Le contraste frappe quiconque se dirige vers la Cité électronique, l'immense parc industriel de Bangalore. D'un côté s'entassent les cabanes de tôle, les mendiants et la poussière. De l'autre s'élèvent l'immense pyramide de verre et les bâtiments futuristes du géant indien Infosys au milieu d'une pelouse manucurée.

Entre les deux, les motos et les rickshaws zigzaguent entre les vaches sacrées et les voitures sur l'asphalte défoncé de l'imposant boulevard Hosur.

C'est dans les tours de verre d'Infosys que Niranjan Gowda a débuté sa carrière d'ingénieur.

Examiner son CV, c'est comprendre toute l'évolution de Bangalore et de l'Inde moderne.

Avec d'autres entreprises comme Wipro, Infosys fait partie des géants indiens qui ont popularisé l'idée de l'impartition – ce phénomène, aussi appelé outsourcing, qui pousse les entreprises occidentales à transférer une partie de leurs opérations en Inde pour réduire leurs coûts.

L'impartition est le pain et le beurre de l'Inde moderne. Elle a fortement contribué à propulser le pays parmi les champions mondiaux de la croissance économique et fonctionne pour une raison bien connue: la main-d'oeuvre indienne est à la fois bien formée et bon marché.

Niranjan Gowda gagnait 4000$ par année quand il est entré chez Infosys en 2004. Son rôle: tester un système de télécommunications mis au point par une certaine... Nortel.

«À un moment donné, j'ai vu que ça n'allait pas trop bien... Disons que j'ai laissé l'emploi avant qu'il ne me laisse.» 

Il est passé chez Huawei, une entreprise de télécommunications chinoise aussi débarquée à Bangalore pour profiter de ses ingénieurs à rabais. 

C'est d'abord le climat clément, puis le dynamisme généré par chaque nouvelle arrivée, qui a fait déferler les multinationales ici.

Le boom a donné naissance au Bangalore moderne qui effectue des tâches simples à faible coût pour le reste du monde. Celui où, quand la nuit tombe, des milliers jeunes convergent vers les centres d'appels pour répondre aux demandes des Américains et les Canadiens qui commencent leur journée.
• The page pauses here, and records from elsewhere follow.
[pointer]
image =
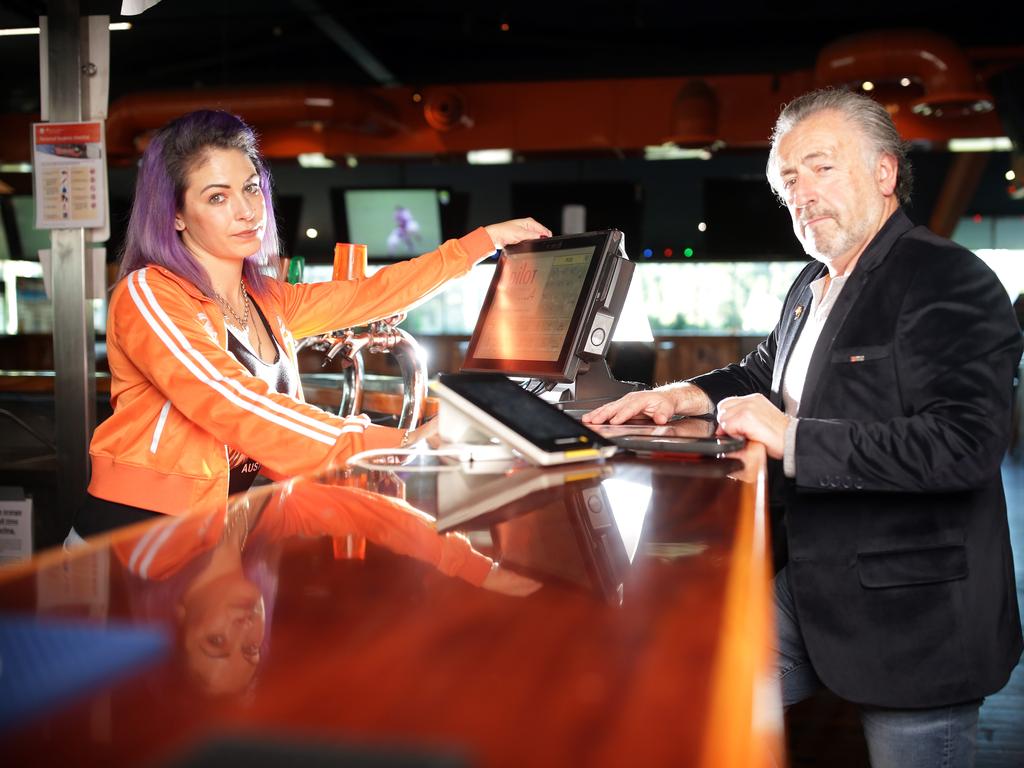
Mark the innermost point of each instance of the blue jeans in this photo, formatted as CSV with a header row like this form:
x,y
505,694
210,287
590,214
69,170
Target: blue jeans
x,y
939,737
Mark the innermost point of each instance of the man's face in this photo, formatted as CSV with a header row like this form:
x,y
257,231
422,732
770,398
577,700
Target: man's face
x,y
838,192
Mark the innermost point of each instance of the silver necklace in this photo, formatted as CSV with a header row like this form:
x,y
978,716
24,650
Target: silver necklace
x,y
242,321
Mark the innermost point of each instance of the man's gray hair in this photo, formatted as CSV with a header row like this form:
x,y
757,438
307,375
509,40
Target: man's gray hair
x,y
870,117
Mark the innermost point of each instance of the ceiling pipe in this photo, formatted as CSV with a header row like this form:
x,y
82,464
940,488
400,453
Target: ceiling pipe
x,y
940,79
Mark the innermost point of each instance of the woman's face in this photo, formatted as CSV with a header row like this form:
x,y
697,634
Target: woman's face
x,y
223,625
223,214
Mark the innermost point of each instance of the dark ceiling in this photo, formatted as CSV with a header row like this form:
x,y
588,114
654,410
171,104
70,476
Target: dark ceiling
x,y
202,43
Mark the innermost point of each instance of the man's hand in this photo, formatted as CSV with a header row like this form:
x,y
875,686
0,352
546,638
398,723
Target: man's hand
x,y
509,583
755,418
657,404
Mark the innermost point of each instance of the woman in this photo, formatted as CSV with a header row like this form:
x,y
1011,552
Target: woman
x,y
201,343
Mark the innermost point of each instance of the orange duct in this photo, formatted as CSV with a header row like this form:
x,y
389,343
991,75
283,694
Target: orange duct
x,y
349,110
941,81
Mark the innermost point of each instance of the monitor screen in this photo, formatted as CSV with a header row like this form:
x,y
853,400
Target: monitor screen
x,y
550,303
393,223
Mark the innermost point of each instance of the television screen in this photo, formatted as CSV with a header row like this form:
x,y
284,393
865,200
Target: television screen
x,y
745,221
393,223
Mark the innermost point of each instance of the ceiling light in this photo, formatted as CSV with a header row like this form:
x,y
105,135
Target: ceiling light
x,y
991,143
314,160
671,151
12,31
488,157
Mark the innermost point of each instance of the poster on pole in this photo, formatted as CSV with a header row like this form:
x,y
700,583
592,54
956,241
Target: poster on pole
x,y
68,170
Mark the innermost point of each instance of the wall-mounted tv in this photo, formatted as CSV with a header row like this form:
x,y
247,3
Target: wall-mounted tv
x,y
396,223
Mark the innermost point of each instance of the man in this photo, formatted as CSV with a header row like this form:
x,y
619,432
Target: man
x,y
885,390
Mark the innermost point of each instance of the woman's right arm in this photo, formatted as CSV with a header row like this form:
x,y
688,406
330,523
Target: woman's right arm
x,y
310,309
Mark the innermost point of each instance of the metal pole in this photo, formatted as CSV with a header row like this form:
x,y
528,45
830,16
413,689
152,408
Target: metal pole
x,y
74,339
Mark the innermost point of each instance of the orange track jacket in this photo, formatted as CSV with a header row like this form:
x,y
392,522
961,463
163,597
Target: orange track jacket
x,y
181,401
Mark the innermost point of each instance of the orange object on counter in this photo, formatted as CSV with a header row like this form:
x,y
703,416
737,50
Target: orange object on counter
x,y
349,261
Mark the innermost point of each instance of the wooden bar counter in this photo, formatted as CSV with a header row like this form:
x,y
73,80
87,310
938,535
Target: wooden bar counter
x,y
628,624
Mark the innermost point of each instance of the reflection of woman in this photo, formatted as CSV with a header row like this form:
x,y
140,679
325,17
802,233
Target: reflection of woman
x,y
201,342
214,577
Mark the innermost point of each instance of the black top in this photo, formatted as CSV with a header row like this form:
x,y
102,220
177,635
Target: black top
x,y
280,375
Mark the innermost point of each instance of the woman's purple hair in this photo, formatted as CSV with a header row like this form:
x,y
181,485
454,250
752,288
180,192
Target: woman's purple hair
x,y
163,175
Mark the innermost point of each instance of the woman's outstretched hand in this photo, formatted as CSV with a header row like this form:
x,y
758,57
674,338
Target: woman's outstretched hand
x,y
516,230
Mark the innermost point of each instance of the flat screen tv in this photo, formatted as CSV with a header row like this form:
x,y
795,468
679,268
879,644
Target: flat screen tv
x,y
396,223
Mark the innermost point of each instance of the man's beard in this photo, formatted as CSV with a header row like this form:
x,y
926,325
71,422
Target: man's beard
x,y
826,243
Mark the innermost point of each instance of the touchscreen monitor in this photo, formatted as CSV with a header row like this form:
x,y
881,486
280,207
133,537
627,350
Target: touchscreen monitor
x,y
552,305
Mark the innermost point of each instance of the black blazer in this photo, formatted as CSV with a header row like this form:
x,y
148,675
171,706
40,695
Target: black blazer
x,y
896,523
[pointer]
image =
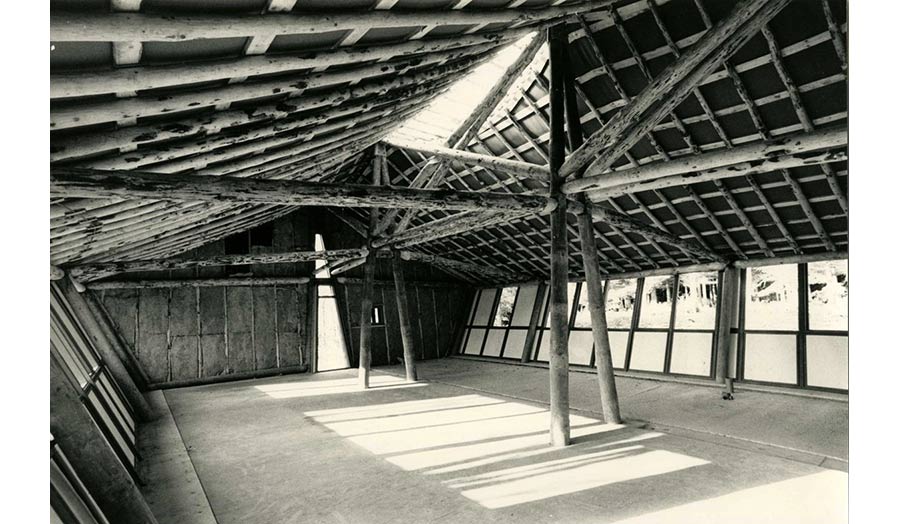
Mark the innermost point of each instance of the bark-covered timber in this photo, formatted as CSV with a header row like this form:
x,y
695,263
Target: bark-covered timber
x,y
728,310
406,333
145,27
197,282
513,167
609,397
142,78
559,258
127,139
76,182
89,272
740,160
671,86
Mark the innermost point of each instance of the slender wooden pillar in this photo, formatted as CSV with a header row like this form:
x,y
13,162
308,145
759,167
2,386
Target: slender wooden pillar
x,y
365,317
559,257
409,353
110,357
113,488
728,294
593,281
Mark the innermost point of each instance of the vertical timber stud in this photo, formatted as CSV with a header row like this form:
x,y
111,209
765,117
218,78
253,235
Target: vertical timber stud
x,y
365,317
559,258
609,397
409,353
727,313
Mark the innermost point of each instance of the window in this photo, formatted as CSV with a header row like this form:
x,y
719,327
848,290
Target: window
x,y
829,290
772,298
620,295
656,304
696,299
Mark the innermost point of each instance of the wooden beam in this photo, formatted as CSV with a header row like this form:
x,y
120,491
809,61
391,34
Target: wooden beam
x,y
742,159
629,224
559,244
88,272
670,88
409,350
728,309
145,27
609,397
90,83
197,282
513,167
89,183
431,67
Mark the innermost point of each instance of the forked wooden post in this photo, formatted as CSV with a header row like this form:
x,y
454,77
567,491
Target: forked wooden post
x,y
609,397
727,312
409,352
365,316
559,267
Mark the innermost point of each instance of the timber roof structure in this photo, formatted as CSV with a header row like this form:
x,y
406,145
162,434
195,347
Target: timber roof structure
x,y
697,152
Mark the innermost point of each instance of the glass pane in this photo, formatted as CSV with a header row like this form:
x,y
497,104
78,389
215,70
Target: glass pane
x,y
473,344
691,354
524,305
829,289
772,298
697,301
515,342
771,358
581,345
827,362
618,345
648,352
656,306
543,351
494,343
485,303
620,302
504,307
582,313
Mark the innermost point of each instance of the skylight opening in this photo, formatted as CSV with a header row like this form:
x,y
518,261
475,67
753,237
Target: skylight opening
x,y
447,112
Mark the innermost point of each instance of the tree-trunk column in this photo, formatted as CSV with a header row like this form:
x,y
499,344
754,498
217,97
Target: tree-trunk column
x,y
409,353
727,311
609,398
559,267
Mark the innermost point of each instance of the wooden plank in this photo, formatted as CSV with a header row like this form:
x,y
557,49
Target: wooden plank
x,y
152,334
264,339
146,27
239,304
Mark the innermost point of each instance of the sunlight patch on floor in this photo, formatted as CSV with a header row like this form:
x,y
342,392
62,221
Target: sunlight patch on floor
x,y
503,445
820,498
315,388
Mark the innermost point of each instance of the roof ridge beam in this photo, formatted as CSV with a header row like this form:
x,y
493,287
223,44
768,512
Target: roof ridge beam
x,y
92,183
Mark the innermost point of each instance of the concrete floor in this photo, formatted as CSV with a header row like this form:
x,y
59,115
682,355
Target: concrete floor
x,y
470,445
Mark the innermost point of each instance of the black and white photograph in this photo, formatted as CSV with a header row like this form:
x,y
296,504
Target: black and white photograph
x,y
452,261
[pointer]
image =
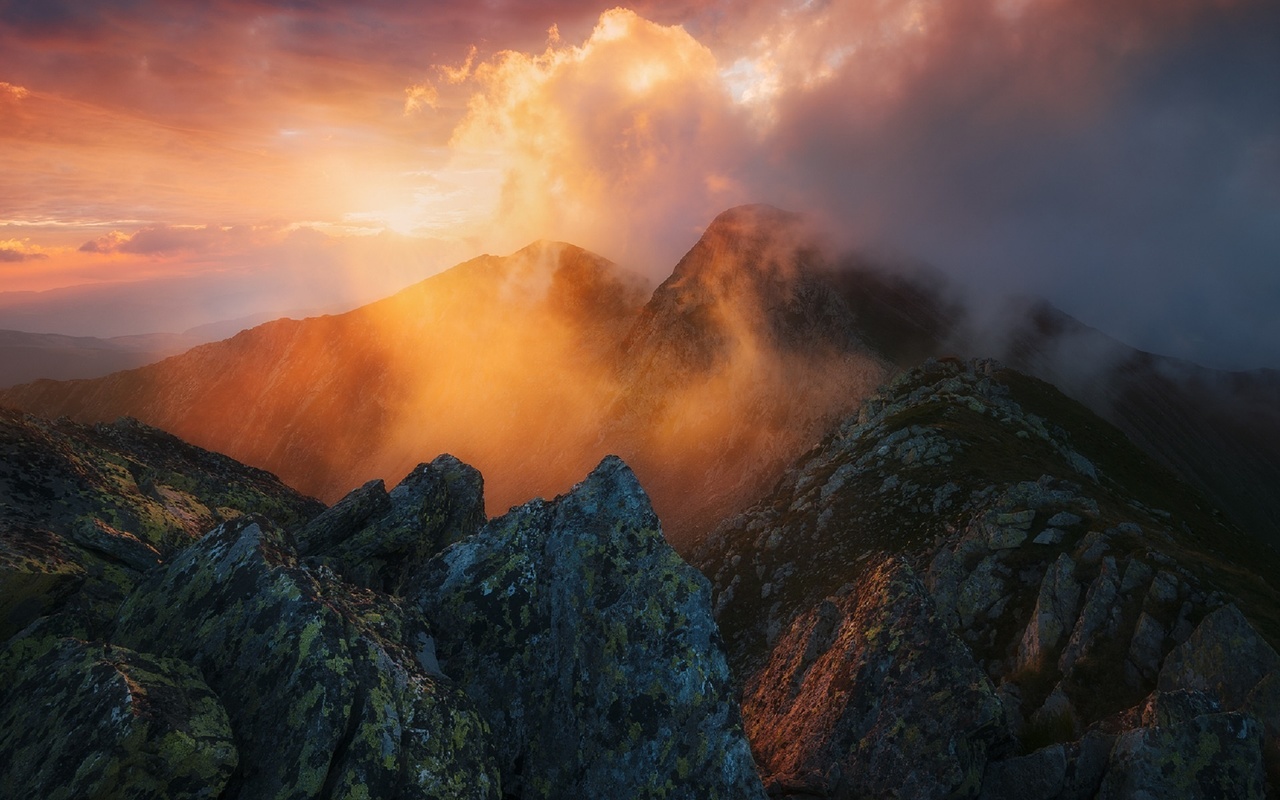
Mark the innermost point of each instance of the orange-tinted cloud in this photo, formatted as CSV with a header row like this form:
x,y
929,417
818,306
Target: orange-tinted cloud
x,y
1041,145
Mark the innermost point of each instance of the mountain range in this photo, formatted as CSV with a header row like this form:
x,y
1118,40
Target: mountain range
x,y
535,365
970,588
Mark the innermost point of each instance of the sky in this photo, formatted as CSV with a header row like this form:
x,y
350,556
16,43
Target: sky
x,y
1121,159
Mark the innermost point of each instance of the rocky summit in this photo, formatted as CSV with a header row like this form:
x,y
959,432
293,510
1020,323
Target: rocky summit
x,y
976,588
394,645
972,588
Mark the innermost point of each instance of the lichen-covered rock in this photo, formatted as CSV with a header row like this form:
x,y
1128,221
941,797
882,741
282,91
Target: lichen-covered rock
x,y
1054,615
1098,617
589,647
87,720
1208,757
320,679
376,540
1144,650
1166,708
1224,657
892,699
1264,703
85,511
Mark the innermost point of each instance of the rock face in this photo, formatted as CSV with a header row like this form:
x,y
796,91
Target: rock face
x,y
101,721
589,648
1080,622
320,680
385,649
375,539
872,691
85,511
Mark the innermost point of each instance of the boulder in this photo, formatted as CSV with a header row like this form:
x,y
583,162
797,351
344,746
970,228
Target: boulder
x,y
1224,657
1054,615
320,680
590,649
1211,755
1168,708
1037,775
1097,618
87,720
378,540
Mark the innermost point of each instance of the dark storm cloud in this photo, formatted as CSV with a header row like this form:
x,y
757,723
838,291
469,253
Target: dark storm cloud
x,y
1127,165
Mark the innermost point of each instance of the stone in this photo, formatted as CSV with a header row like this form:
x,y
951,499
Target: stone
x,y
590,650
1092,548
1054,615
896,702
979,590
1005,538
1208,757
1144,650
1020,520
1136,574
1224,657
1036,775
1097,618
1064,519
320,680
1050,535
1164,589
378,539
1086,766
1264,703
1166,708
87,720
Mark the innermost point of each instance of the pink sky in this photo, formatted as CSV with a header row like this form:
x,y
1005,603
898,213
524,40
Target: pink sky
x,y
1123,159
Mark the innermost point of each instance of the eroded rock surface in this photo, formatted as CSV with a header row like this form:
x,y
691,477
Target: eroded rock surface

Mais ce Bangalore est en train de donner naissance à une nouvelle version de la ville. Un «Bangalore 2.0» basé sur l'innovation et l'entreprenariat.

Le phénomène est simple. Dans le vaste terrain de jeux qu'est devenue leur ville, les jeunes comme Niranjan Gowda améliorent leur position en sautant d'une opportunité à l'autre (M. Gowda a fini par abandonner Huawei pour passer chez Nokia-Siemens, avant de lancer son entreprise).

Bangalore progresse au même rythme. 

Quand l'entreprise américaine Cisco a déménagé ici plusieurs de ses hauts dirigeants en 2007 pour y fonder un second siège social, plusieurs ont compris que la ville n'était plus seulement l'arrière-bureau du monde occidental.

IBM et Microsoft ont investi chacun quelques milliards de dollars pour implanter à Bangalore d'énormes centres de recherche. La montréalaise CGI fait aussi partie des entreprises qui, non contentes d'effectuer ici des tâches simples, y font également de la R&D.

Ce virage vers l'innovation met les jeunes Indiens en contact avec des emplois de plus en plus avancés. Et leur donne des idées pour se partir en affaires.

Sarayu Srinivasan est directrice d'Intel Capital, une branche du géant informatique Intel qui investit du capital-risque dans des entreprises en démarrage.

«Un riche écosystème a émergé autour des technologies de l'information, explique-t-elle. On a vu la création de bassins de talent et d'expertise, de fournisseurs de capitaux, de conseillers pour les entrepreneurs, d'institutions de formation, etc.

«Des gens de partout viennent ici et interagissent, continue Mme Srinivasan. Bangalore est devenu un point de migration naturel pour ceux qui ont des ambitions entrepreneuriales. Et un terrain fertile pour transformer des rêves en réalité.»